Évidemment, la parole d’un enseignant seul, même si elle peut être enrichissante, n’apporte pas d’indication sur la position globale du corps enseignant dans la controverse. Afin de rassembler différents points de vue qui peuvent être exprimés par les professeur à travers le pays, nous nous sommes intéressés aux acteurs publics ayant déjà effectué cette collecte d’information afin de s’engager dans la controverse au niveau national : il s’agit des syndicats professoraux.

 

Le positionnement des syndicats

 

Les enseignants comme porte-paroles des élèves

Différents syndicats d’enseignants du primaire prennent position dans la controverse. Pour eux, les intérêts des professeurs et des élèves ne sont pas en opposition, car les deux sont trop intimement liés. C’est notamment l’avis de Francette Popineau, co-secrétaire générale du SNUipp-FSU[1], le syndicat majoritaire des professeurs des écoles et des collèges, que nous avons rencontrée. Voici ce qu’elle pense de la question :
“Les enfants et les professeurs vivent ensemble au quotidien, et ce qui affecte l’un affecte nécessairement l’autre. Un changement dans les rythmes scolaires qui permet aux enfants d’être moins fatigués, plus à l’écoute, sera forcément bénéfique pour l’enseignant. Et vice versa : si la réforme permet au professeur d’être plus reposé, plus disponible, les petits apprendront mieux. Toute amélioration de la condition de l’un avantagera aussi celle de l’autre.”

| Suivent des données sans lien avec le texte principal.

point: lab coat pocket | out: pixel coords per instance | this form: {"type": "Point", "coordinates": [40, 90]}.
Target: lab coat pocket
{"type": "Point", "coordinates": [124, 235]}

Le SNUipp-FSU a pour mission de “transformer l’école” : par là, ils entendent l’améliorer, la moderniser en tenant compte des avis de chacun. Il déplore alors le manque d’écoute des gouvernements successifs envers l’avis des professeurs, et considère que la situation ne sera réglée que lorsque l’on remettra l’enfant au centre des priorités.

Cet article donnera essentiellement le point de vue de ce syndicat, car il est le représentant principal des enseignants dans cette controverse. À chaque réforme des rythmes scolaires, il a pris position au niveau national ; cependant, il maintient aujourd’hui que la solution ne peut pas venir d’un modèle unique imposé par le gouvernement à toute la France. Selon sa représentante Francette Popineau, pour optimiser la capacité d’apprentissage d’un élève dans une école donnée, il faut s’intéresser à ce qui se passe au niveau local, pour que se mette en place une discussion qui intègre les besoins et limitations de chaque acteur : maire, parents d’élèves, directeur de l’école, professeurs…

Cette vision moderne, qui reconnaît que la transformation de l’école sera un processus nécessairement long, est l’aboutissement d’années de réflexion et d’engagement. Intéressons-nous donc au positionnement du SNUipp-FSU sur les points majeurs de la controverse.

 

Réforme Darcos – passage à 4 jours

Lors de la réforme Darcos de 2008, qui instaure au niveau national la semaine de 4 jours, Gilles Moindrot, responsable du SNUipp à l’époque, ne s’oppose pas à la réforme mais demande plus de concertation avec les syndicats: “Nous n’avons pas d’opposition de principe, explique-t-il, de plus en plus, nos collègues sont pour la suppression du samedi. Mais on ne peut faire de telles annonces en laissant tant d’incertitudes : comment ce soutien scolaire va s’organiser, quelles vont être les conséquences sur les pro­grammes, etc…”. [2]
Cependant les objectifs de cette réforme conviennent globalement au SNUipp, qui se positionne en faveur d’une semaine à 4 jours et reste donc légèrement en retrait dans le débat. La CGT se positionne avec le SNUipp-FSU, et qualifie cette réforme de “marche forcée”.[3]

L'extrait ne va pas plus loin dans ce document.